Sascoc inquiry report still yet to be released

The probe was first announced by former Sport Minister Thulas Nxesi and was to be a deep dive into the dysfunctional organisation’s culture and finances.

Former sports and recreation minister Tokozile Xasa. Picture: GCIS

CAPE TOWN - A ministerial inquiry into the Sports Confederation and Olympic Committee (Sascoc) has yet to release findings long after its conclusion.

The probe was first announced by former Sport Minister Thulas Nxesi and was to be a deep dive into the dysfunctional organisation’s culture and finances.

The inquiry was led by retired Judge Ralph Zulman with two additional members, former cricket administrator Ali Bacher and labour law expert Shamima Gaibie.

The inquiry into Sascoc ended in the middle of March and saw some explosive testimony from former and current employees.

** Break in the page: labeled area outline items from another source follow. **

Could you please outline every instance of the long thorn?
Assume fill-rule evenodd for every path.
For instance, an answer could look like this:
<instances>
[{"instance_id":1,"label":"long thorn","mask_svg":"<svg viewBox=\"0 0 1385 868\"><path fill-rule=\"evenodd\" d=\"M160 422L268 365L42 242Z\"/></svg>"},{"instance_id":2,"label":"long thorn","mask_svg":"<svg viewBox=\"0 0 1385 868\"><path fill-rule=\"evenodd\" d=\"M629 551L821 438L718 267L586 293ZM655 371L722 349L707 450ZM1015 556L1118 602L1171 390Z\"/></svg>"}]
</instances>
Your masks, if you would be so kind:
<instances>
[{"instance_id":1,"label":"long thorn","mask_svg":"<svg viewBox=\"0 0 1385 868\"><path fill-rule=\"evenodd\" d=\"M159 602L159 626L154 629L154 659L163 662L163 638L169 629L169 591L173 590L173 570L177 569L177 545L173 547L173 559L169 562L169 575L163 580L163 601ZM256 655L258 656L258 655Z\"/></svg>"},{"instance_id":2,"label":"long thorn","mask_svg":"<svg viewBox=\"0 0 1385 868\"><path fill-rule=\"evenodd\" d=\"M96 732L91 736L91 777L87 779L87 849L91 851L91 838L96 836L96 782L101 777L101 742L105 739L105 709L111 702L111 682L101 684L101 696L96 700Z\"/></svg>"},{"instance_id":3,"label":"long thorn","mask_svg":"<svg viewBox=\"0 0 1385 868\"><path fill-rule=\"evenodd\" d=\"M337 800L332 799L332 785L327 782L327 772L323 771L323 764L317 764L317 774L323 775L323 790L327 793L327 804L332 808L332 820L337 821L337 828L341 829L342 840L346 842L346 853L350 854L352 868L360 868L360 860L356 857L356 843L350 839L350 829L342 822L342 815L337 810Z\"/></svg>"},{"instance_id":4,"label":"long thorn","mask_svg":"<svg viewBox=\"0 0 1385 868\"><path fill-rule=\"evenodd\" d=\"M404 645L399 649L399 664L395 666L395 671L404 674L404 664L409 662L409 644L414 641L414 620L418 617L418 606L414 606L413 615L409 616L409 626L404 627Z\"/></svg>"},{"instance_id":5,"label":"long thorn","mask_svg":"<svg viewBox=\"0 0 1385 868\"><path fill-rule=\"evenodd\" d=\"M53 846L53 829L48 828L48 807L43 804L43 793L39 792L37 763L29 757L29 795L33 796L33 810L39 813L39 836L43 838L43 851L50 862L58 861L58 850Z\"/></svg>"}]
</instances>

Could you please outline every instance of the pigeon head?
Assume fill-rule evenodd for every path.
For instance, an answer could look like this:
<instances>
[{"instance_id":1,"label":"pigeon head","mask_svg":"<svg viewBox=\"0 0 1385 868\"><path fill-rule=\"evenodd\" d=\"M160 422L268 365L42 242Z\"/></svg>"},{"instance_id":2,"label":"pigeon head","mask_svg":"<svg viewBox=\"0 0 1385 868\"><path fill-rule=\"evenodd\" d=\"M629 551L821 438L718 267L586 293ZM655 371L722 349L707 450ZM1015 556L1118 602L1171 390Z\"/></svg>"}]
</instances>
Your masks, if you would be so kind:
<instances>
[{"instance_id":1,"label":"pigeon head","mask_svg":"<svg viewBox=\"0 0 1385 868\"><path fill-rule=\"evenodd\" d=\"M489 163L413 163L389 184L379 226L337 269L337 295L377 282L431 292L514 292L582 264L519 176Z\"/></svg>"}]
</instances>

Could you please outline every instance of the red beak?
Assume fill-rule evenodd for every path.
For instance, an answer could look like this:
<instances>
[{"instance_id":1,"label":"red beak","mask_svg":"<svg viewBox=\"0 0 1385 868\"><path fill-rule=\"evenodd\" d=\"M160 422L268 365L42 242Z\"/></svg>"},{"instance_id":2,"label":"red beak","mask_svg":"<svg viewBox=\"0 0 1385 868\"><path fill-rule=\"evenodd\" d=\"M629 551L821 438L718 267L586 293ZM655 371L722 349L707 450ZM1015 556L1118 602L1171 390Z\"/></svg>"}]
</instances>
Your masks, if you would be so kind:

According to Sport Minster Tokoxzile Xasa, the inquiry’s report has no deadline.

“At the moment there is no indication of the date as to when it will be presented,” she said.

Ali Bacher says the inquiry’s recommendations will be beneficial.

“We have had in our preliminary talks now recommendations and I will be quite confident that it will benefit South Africans more.”

During the hearings, factional battles within the troubled sporting body were laid bare, with other issues such as maladministration, consistent legal battles, financial mismanagement and sexual harassment being exposed.

Sascoc has consistently pleaded poverty, however, sacked CEO Tubby Reddy told the inquiry that spouses of board members were given allowances of R2,400 a day during the 2016 Rio Olympics.

For the board members, the allowance was over R3,500 per day which President Gideon Sam argued is too little, stating the daily allowances were “useless” in some countries.

In total, Sascoc spends R2.2 million each year on allowances for the board, while worryingly it emerged that the same board members spent less than 10% of their time discussing issues related to sport.